With the confirmation of Associate Justice Amy Coney Barrett, a lot of people are talking about a 6 to 3 conservative majority, but things don’t always work out that neatly. Chief Justice John Roberts has now become the ‘swing vote’ that people used to see in Associate Justice Anthony Kennedy, having sided with the liberals in important cases such as the one which allowed the Patient Protection and Affordable Care Act to stand. The Chief Justice wrote the opinion on that one, the crazy reasoning that the individual mandate could stand because Congress was, in effect, using its power to make taxes.
In some ways, the Chief Justice has softened Court opinions, dragging along Justices who might have preferred something stronger. James Taranto of The Wall Street Journal thinks this may drag him more into the conservative side, but it holds a danger that Mr Tatanto didn’t consider:
If Roberts joins the liberals, Thomas gets to assign the opinion.

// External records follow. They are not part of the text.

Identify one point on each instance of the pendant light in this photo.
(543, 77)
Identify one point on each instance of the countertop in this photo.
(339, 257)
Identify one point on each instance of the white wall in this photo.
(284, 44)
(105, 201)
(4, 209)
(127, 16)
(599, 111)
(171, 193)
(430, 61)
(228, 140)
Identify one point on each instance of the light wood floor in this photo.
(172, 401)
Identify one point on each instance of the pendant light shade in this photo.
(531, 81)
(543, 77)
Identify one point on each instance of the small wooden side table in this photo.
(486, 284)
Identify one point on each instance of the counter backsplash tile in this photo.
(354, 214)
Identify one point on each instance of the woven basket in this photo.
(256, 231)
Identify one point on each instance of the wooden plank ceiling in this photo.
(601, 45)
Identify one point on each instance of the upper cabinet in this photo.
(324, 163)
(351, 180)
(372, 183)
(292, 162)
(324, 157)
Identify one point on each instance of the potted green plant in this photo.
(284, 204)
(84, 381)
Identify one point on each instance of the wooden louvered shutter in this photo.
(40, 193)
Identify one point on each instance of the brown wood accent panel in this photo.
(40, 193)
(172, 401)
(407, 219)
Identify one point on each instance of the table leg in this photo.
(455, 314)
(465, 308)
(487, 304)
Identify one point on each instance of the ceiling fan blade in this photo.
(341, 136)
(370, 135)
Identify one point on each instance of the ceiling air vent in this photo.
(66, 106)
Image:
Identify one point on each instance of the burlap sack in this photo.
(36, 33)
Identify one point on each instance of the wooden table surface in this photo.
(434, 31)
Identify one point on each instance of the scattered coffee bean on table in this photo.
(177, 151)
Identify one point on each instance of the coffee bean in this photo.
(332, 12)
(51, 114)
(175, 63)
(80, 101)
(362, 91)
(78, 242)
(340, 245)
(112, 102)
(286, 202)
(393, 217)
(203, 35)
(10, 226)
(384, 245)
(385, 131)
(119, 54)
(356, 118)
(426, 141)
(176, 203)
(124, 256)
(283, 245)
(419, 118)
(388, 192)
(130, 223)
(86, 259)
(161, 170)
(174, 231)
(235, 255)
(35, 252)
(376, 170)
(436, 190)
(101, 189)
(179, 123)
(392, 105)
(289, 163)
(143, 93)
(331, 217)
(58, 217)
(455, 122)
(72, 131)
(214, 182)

By James Taranto | October 26, 2020 | 6:00 PM EDT
“Chief Justice Thomas” was the headline of an article I wrote in the Journal late in 2004. I urged President George W. Bush to elevate Justice Clarence Thomas if Chief Justice William Rehnquist retired the following year. Mr. Bush didn’t follow my advice when Rehnquist died in September 2005. But as Amy Coney Barrett dons her high-court robe, Justice Thomas may find himself filling an unaccustomed leadership role.
Over the past decade Chief Justice John Roberts emerged as a frequent swing vote when the associate justices divided 4-4 along familiar liberal-conservative lines. In numerous cases—most famously National Federation of Independent Business v. Sebelius (2012), which upheld ObamaCare — he cast his vote with the four Democratic appointees, although his opinions were sometimes less sweeping than theirs. In June Medical Services v. Russo (2020), the court voted 5-4 to strike down Louisiana abortion restrictions, but Chief Justice Roberts pointedly declined to join Justice Stephen Breyer’s opinion repudiating the rules. Instead the chief justice made clear in concurrence that he was only adhering to a four-year-old precedent, from which he had dissented and with which he still professes to disagree.
A charitable observer would say that Chief Justice Roberts is concerned about the court’s legitimacy and independence—that he wishes above all to avoid the perception that it responds to political pressure. An uncharitable one would say that in pursuit of that objective, he is creating not only the appearance but the reality of a political court. Either way, with a Republican-appointed majority of associate justices, the chief justice has lost this tie-breaking power.
Mr Tatanto’s article isn’t very long, but I have to summarize rather than quote the whole thing, to avoid plagiarism. He noted that the senior Justice in the majority in any case is the one who assigns the majority opinion, and the Chief Justice is senior even to the Associate Justices who may have been on the Court longer than him. He assigned to himself the majority opinion in National Federation of Independent Business v. Sebelius, and wrote an opinion that the far more liberal Justices would never have written themselves, but went along with to preserve ObysmalCare.
But if the Chief Justice sides with the liberals, and winds up in the minority of a 5 to 4 case, the senior Justice in the majority would be Clarence Thomas . . . and Justice Thomas is by no means a shrinking violet.
Justice Thomas is something of an anti-Roberts. His lone concurrences and dissents are usually not incremental but adventurous, urging colleagues to break new legal ground or rethink old precedents. In June Medical Services, he argued that Roe v. Wade was wrongly decided and should be overturned — a position no other sitting justice has endorsed since Antonin Scalia died in 2016.
The Chief Justice could well decide to vote with the conservative majority in some cases not because he is strongly conservative, but to soften the impact of a decision. But Mr Taranto himself pointed out the problem, when the Chief Justice “pointedly declined” to join what became the plurality opinion of Justice Breyer. The Chief Justice could, in theory, assign to himself the majority opinion in a controversial case, yet see an opinion by Justice Thomas gain more concurrences than his own. If a strongly conservative cabal of Associate Justices Thomas, Barrett and Samuel Alito emerged, possibly including Neil Gorsuch, Concurring in the decision opinions might be written which gained majority support, while the assigned majority opinion does not.
Mr Taranto concluded by saying that the Chief Justice could vote with conservatives more often, to soften opinions, but at least those opinions would not be liberal ones. But the time could come when his vote counts, but he simply gets shoved to the sideline on the opinions.